Kyle Johnson

Posted on May 6, 2021

Efficient Iteration of Big Data in Django

#django #bigdata #python

Running out of memory is not fun.

Unfortunately, when working with larger datasets its bound to happen at some point.

For example, I tried to run a Django management command that updated a value on a model with a large amount of rows in the database table:

python manage.py my_update_command
Killed

That was inside of Kubernetes which killed the process when it exceeded its memory limit. In a more traditional environment, you can completely freeze up the server if it runs out of memory.

Context

You're probably wondering why I'm trying to run a management command like this in the first place. When working with large datasets, its best to avoid anything that is O(n) or worse. In this case, I had a JSONField with a bunch of data. I also had an IntegerField on the model that stored a calculation based on some of the data in the JSONField.

Of course, requirements change and the calculation I had been using needed to use different values from the JSONField. This also needed to happen for all the existing data in the database (the large amount of rows). Luckily I had everything stored in the JSONField and making this change was as simple as running the management command and patiently waiting.

from django.core.management import BaseCommand

from ...models import SomeModel
from ...utils import some_calculation


class Command(BaseCommand):
    help = "Updates SomeModel.field based on some_calculation"

    def handle(self, *args, **options):
        self.stdout.write("Starting")

        try:
            queryset = SomeModel.objects.all()

            for obj in queryset:
                obj.field = some_calculation(obj)
                obj.save(update_fields=["field"])
        except KeyboardInterrupt:
            self.stdout.write("KeyboardInterrupt")

        self.stdout.write("Done")

Killed, now what?

Naturally, it wasn't that simple. Method 1 was using enough memory to have Kubernetes stop it. I tried a few different things here including moving the code into a data migration and running multiple asynchronous tasks. I had difficulties getting these approaches working and struggled to monitor progress.

Really, I just wanted a simple, memory-efficient management command to iterate through the data and update it.

QuerySet.iterator

Django's built-in solution to iterating though a larger QuerySet is the QuerySet.iterator method.

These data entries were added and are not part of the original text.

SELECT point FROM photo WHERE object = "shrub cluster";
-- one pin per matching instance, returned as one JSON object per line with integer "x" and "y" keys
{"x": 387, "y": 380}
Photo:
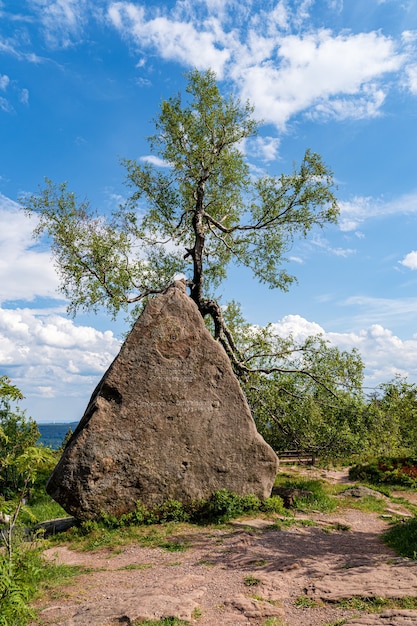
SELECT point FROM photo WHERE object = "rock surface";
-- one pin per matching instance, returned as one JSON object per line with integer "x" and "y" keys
{"x": 167, "y": 420}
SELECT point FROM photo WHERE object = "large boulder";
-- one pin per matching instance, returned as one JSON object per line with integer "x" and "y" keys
{"x": 167, "y": 420}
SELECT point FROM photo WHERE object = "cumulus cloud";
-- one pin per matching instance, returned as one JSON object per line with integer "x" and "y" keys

This helps immensely and is probably good enough in most cases.

However, method 2 was still getting killed in my case.

# simplified command using QuerySet.iterator
class Command(BaseCommand):
    def handle(self, *args, **options):
        queryset = SomeModel.objects.all().iterator(chunk_size=1000)

        for obj in queryset:
            obj.field = some_calculation(obj)
            obj.save(update_fields=["field"])

Behold the Paginator

I needed to iterate through the QuerySet by using smaller chunks in a more memory-efficient manner then the iterator method. I started to roll out my own solution before I realized that this sounded very familiar. Django has pagination support built-in which is exactly what I was about to implement. I ended up using the Django Paginator to iterate through the QuerySet in chunks.

Method 4 works great.

# simplified command using Paginator
class Command(BaseCommand):
    def handle(self, *args, **options):
        queryset = SomeModel.objects.all()

        paginator = Paginator(queryset, 1000)

        for page_number in paginator.page_range:
            page = paginator.page(page_number)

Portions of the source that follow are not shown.